2021年07月01日 | ファンド資本主義への変貌

  中国共産党が100周年だそうですね。香港を完全制圧し、コロナにいち早く打ち勝ったことで、自由主義に対する専制主義の優位性を世界にアピールしています。そんなことはぜんぜんないことをこれから何回かに分けて述べていきます。

 

  先週6月25日、東証一部上場企業の東芝は、取締役会議長と監査委員会委員の再任人事案を株主総会で否決され、議長が辞任しました。しにせ大企業ではまれにみるお粗末な総会運営であり、経営陣です。

  その報道では「モノ言う株主」という言葉がたびたび使われました。かなり一般化している言葉ですが、この言葉の裏は「日本と言うガラパゴス列島ではふつう株主はモノを言わないのだ」(笑)ということを表しています。

  この言葉を使う新聞・TV・雑誌などの報道関係者の常識のなさを自ら体現してしまう言葉です。日本はガラパゴスだと笑われているのを誰も気づかずに使っているとは、お粗末と言うよりほかありません。

 

  私はイギリス系投資会社で企業買収を担当していた10年間、自分のいた会社より大きな上場会社を含め7社を買収しましたが、一貫して「モノ言う株主」でした。企業の所有者である株主が、使用人である取締役に対して発言してどこが悪いのか。私の実行した企業買収は売る目的ではなく、自社の業容拡大のための買収でした。そのような買収は、前の株主や当該企業の合意の基に行いますので、外資系でしたがハゲタカ扱いされたことは一度もありません。対象企業は業績悪化に苦しんでいるため、むしろ買収のプロの経営ノウハウ導入を歓迎してくれました。
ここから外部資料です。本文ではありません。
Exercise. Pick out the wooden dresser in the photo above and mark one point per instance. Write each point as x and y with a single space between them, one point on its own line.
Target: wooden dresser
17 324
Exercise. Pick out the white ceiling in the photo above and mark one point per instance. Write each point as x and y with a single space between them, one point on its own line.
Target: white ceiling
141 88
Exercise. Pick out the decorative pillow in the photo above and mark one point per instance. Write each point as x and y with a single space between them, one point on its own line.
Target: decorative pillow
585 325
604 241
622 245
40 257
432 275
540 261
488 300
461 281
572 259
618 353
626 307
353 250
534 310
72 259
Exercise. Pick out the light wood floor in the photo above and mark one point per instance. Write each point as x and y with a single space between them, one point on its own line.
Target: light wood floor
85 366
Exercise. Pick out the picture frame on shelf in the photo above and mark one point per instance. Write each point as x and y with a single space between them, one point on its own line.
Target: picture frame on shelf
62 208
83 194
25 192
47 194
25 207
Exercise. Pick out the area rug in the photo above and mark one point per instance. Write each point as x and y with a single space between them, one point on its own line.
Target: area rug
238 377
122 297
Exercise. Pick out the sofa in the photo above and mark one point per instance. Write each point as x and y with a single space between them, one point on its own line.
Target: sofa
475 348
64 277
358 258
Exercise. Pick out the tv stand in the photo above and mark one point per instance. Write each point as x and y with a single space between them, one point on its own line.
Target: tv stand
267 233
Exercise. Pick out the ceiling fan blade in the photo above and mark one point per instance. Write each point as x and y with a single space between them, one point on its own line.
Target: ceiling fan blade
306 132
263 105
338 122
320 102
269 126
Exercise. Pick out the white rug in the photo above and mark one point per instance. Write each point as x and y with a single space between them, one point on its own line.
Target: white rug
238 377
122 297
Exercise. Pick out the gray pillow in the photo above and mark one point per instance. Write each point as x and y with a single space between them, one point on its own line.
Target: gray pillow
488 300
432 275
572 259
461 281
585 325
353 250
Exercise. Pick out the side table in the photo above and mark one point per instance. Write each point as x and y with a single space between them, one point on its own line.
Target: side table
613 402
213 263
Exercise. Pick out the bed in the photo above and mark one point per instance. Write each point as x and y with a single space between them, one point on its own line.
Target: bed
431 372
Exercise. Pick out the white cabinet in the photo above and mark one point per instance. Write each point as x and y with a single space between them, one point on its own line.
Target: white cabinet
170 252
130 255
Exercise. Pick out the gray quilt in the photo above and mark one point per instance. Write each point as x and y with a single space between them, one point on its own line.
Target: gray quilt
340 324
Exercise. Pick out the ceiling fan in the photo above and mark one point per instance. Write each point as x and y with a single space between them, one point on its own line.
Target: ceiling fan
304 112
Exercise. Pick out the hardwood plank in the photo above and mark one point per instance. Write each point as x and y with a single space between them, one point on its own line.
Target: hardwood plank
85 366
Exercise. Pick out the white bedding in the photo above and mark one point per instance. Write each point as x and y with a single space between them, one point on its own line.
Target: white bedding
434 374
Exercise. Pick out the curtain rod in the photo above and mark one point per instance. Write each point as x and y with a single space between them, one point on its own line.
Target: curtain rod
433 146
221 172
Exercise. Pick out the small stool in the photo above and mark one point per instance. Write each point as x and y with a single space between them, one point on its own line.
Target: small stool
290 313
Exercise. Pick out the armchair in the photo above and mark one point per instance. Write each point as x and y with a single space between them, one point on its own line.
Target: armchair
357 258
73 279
  今年も日本の上場企業のかなりが相変わらず「株主総会集中日」である6月29日に総会を開催しています。理由はもちろん株主に物を言わせないためです。特に大きな株主であればあるほど他の多くの企業に投資しているため、総会当日は力が分散し、発言がしづらいことになります。
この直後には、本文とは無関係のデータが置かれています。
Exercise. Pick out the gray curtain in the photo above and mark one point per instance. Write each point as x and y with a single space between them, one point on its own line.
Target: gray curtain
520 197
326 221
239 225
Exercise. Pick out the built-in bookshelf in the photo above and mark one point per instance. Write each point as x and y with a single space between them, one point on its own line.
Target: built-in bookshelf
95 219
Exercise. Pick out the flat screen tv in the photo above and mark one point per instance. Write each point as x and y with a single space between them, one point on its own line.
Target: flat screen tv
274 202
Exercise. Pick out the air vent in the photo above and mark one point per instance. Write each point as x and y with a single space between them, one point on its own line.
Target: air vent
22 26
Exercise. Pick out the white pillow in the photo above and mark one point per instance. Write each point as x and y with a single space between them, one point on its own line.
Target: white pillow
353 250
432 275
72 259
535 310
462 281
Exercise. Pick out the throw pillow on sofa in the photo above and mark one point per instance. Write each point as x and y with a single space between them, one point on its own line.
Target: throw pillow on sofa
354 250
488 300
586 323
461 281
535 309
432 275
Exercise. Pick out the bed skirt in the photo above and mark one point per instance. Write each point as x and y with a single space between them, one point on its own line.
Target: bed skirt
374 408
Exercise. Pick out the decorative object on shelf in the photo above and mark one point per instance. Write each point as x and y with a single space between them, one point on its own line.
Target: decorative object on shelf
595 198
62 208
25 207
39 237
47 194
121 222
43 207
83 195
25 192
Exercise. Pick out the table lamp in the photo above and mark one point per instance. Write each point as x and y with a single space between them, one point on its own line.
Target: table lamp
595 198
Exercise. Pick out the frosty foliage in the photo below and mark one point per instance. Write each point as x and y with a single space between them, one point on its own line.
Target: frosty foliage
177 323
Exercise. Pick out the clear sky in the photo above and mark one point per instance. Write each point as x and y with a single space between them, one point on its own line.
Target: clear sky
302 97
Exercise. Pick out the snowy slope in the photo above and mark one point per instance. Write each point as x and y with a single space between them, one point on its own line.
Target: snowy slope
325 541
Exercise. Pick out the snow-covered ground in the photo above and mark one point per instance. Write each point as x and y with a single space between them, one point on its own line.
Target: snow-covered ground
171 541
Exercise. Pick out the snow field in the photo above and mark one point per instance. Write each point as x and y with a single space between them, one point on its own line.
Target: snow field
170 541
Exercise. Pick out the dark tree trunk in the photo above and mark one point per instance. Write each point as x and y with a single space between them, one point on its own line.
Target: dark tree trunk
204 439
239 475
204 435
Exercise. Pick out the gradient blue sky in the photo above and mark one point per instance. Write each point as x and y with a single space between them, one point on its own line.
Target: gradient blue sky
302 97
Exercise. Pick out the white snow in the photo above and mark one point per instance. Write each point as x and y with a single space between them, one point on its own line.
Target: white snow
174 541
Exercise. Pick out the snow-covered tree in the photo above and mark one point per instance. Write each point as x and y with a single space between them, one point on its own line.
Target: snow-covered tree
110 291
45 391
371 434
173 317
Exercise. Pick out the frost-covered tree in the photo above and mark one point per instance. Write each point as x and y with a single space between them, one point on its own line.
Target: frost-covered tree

  企業側の名誉のために言っておけば、1996年の集中度96%に比べると今年は27%で、ずいぶん進歩しています。しかし今年は実は二山あって、東芝が総会を開いた前週の25日金曜日も25%でしたので、それを合わせると実は半数以上がまだ集中していると言えます。

 

  東芝の総会のことはさんざん報道されていますので深入りは避けますが、この企業は何年もの粉飾決算から始まり、今回の疑惑である「経産省と語らってモノ言う株主の議決権行使を邪魔しようとしていた」疑惑のあるとんでもない企業です。モノを言われて当たり前。経営の交代こそが東芝を救う最後の一手と言ってもよいかもしれません。

 

  私が従来からみなさんに向かって何度も言っていた言葉を再度申し上げます。外資による買収をハゲタカ来襲などと言わずに、「三顧の礼をもって迎えよ!」なのです。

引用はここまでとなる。